Die Londoner sind schon jetzt völlig genervt vom VERKEHR. Während Sportler und IOC auf der „Olympic Lane“ fahren, steht London im Stau.

Zeit ist Geld im Vereinigten Königreich, besonders in London. Das spürt jeder, der zur falschen Zeit in die „Tube“ steigt. Auf der Rolltreppe im Weg zu stehen, gilt als Todsünde. Viele stürmen auf der Überholspur in die Tiefe oder im Eiltempo nach oben. Die Londoner arbeiten viel, um die unverschämt hohen Mieten zu zahlen. 400 Pfund für 50 Quadratmeter, pro Woche. Mobilität ist das Thema der Millionenstadt.

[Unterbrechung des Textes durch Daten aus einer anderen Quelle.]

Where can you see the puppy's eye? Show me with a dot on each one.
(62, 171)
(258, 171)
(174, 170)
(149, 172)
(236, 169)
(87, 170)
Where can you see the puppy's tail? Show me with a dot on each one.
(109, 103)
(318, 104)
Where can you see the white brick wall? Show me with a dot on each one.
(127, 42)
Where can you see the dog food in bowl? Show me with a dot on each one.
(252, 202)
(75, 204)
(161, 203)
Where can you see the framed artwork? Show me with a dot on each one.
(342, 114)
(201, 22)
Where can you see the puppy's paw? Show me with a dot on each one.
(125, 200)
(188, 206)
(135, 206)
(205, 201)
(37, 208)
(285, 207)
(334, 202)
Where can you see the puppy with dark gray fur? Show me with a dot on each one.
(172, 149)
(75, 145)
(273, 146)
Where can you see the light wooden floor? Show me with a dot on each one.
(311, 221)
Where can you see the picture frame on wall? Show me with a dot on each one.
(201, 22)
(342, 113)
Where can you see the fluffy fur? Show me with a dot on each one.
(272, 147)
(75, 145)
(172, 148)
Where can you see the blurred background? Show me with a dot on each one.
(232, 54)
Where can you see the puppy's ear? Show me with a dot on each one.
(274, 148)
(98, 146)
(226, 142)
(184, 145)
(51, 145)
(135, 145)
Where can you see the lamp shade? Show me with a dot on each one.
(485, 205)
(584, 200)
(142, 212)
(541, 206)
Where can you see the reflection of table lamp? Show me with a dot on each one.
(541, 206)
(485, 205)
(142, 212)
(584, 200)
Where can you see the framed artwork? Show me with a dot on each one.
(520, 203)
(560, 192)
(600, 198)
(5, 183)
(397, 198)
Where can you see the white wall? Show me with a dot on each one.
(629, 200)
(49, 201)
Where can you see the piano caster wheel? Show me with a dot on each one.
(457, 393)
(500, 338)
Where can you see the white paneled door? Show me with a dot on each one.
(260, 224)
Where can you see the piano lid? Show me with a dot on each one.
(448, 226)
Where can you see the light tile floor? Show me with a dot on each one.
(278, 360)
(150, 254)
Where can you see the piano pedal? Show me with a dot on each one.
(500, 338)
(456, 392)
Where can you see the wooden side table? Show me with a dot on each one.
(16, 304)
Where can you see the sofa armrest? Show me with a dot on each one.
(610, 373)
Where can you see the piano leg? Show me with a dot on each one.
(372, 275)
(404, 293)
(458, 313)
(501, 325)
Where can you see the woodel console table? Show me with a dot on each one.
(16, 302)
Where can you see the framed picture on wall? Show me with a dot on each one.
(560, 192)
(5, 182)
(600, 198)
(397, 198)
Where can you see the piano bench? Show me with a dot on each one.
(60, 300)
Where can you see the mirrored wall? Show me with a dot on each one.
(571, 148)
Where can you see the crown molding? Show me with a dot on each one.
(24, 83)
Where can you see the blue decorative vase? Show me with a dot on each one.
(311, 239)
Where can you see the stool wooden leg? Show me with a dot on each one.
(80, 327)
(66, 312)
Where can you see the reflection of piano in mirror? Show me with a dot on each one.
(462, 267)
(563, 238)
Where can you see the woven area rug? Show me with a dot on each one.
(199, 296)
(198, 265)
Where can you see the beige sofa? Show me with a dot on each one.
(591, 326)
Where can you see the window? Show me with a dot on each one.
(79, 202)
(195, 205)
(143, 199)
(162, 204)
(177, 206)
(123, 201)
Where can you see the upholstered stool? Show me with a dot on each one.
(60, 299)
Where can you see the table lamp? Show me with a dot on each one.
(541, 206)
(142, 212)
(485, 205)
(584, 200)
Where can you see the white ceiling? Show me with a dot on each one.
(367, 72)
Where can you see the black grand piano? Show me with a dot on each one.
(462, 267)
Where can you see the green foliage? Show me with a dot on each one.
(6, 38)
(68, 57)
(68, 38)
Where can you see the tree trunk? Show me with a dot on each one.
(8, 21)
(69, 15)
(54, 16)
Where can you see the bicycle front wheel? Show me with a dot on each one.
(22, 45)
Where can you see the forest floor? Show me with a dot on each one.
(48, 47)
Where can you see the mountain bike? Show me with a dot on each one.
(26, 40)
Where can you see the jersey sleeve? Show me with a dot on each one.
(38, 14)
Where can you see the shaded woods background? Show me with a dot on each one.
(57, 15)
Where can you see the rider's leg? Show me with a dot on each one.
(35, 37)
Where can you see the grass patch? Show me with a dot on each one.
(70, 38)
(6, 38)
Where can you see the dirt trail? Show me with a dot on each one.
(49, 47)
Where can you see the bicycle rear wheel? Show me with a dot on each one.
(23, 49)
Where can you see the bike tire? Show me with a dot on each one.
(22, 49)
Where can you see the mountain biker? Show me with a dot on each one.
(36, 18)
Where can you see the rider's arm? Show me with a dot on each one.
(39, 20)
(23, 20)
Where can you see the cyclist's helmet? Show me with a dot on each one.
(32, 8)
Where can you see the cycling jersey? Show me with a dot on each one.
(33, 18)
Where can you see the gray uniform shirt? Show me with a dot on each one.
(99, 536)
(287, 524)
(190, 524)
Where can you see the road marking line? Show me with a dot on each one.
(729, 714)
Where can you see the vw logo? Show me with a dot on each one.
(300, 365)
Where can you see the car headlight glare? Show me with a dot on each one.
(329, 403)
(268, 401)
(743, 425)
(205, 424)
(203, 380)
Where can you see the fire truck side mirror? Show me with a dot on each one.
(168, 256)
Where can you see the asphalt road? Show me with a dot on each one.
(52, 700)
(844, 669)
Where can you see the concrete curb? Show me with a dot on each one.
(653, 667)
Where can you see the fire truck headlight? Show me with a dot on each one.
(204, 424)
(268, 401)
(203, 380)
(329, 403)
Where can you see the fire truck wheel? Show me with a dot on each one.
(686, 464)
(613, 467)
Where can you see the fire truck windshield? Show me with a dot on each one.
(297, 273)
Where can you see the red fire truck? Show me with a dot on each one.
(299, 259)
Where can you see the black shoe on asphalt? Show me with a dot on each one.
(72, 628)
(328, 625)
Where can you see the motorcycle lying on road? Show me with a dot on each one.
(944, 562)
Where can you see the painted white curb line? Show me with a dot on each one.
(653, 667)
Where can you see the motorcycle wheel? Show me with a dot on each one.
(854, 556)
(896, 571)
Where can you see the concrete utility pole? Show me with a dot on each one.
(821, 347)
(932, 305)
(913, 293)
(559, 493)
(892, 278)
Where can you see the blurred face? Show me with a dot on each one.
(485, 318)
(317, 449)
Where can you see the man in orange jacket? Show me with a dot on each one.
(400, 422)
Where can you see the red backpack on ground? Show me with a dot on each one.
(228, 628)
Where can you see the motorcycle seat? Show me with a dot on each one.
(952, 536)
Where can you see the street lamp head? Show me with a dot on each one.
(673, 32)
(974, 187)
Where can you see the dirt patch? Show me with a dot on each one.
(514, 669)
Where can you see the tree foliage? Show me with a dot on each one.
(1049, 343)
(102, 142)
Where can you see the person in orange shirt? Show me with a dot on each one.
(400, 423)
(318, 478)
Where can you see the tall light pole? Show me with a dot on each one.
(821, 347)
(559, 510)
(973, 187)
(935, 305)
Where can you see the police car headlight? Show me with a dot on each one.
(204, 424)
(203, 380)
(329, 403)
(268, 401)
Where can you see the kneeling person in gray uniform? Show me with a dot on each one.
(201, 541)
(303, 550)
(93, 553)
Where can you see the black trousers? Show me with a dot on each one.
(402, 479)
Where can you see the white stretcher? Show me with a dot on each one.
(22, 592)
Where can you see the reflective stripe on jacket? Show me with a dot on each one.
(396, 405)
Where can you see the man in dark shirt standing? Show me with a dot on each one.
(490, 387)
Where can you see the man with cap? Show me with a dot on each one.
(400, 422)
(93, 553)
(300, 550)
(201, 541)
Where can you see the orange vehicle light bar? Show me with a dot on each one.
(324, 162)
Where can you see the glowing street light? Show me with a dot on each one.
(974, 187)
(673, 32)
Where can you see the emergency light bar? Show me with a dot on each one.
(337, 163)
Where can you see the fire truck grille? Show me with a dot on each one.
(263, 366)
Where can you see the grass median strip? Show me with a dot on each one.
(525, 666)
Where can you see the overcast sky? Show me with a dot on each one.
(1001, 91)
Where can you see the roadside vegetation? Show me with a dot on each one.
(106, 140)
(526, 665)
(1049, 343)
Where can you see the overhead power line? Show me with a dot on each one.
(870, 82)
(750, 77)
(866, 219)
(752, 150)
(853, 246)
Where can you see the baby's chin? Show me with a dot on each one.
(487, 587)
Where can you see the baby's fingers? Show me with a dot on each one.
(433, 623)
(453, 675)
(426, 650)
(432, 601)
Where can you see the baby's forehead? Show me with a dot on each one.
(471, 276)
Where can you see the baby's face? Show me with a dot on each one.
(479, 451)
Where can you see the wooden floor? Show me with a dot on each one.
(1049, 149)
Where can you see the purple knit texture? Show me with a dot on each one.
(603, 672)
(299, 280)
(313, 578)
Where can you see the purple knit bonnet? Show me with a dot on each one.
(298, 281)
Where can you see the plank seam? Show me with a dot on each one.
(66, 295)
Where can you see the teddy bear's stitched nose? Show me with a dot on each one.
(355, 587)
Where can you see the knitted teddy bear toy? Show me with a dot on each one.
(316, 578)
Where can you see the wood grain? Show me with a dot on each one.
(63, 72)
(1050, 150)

Was passiert also, wenn plötzlich der riesige Olympia-Zug durch die Hauptstadt rollt? Schon jetzt zeigt sich: Das vielgelobte Verkehrskonzept funktioniert nur in der Theorie.

Wenn Olympia am heutigen Freitag beginnt, stören die Londoner nicht die 18 200 Soldaten in ihren gefleckten Tarnanzügen, die Dienst tun müssen, weil sich eine Sicherheitsfirma böse verkalkulierte. 4000 Mann in Uniform wurden abkommandiert. Nicht mal über den Hubschrauberträger Ocean, der bei Greenwich vor Anker liegt und als Schaltzentrale der Terrorabwehr gilt, regt sich irgendwer auf. Das scheint der Preis für das Ereignis zu sein, das mehr als zwei Millionen Besucher in eine Stadt spült.

Was die Menschen in London nervt, ist der Verkehr, der schon ohne Olympia gewöhnungsbedürftig ist. Mit den Spielen wird alles enger, lauter und chaotischer. Olympia-Mitarbeiter, Journalisten und Athleten können sich da kaum beklagen. Für sie fahren Doppeldecker-Busse an allen relevanten Punkten. Ganz zu schweigen von den Mitgliedern des Internationalen Olympischen Komitees (IOC), die in Hybrid-BWMs sitzen. Für sie alle gibt es die „Olympic Lanes“, Fahrspuren, die nur zugelassene Olympia-Fahrzeuge benutzen dürfen. Der Rest schwitzt im Stau, weil Fahrspuren fehlen, Durchfahrten gesperrt sind oder Umleitungen zu komplizierten Umwegen führen. Die Bierlieferanten reagierten als Erste: Sie beliefern die Pubs nur noch nachts.

Richtig sauer sind die Taxifahrer. „In der Bewerbung waren wir mittendrin im Paket, jetzt sind wir draußen“, klagt John, dessen Frau gerade aus dem anderen Taxi der Familie anrief, weil sie einen Strafzettel über 130 Pfund bekam – fürs Halten auf der reservierten Spur. Die „Black Caps“ dürfen nicht auf die Lane, nur in den Stau. Genervte Fahrgäste zu beruhigen gehört jetzt zum Service.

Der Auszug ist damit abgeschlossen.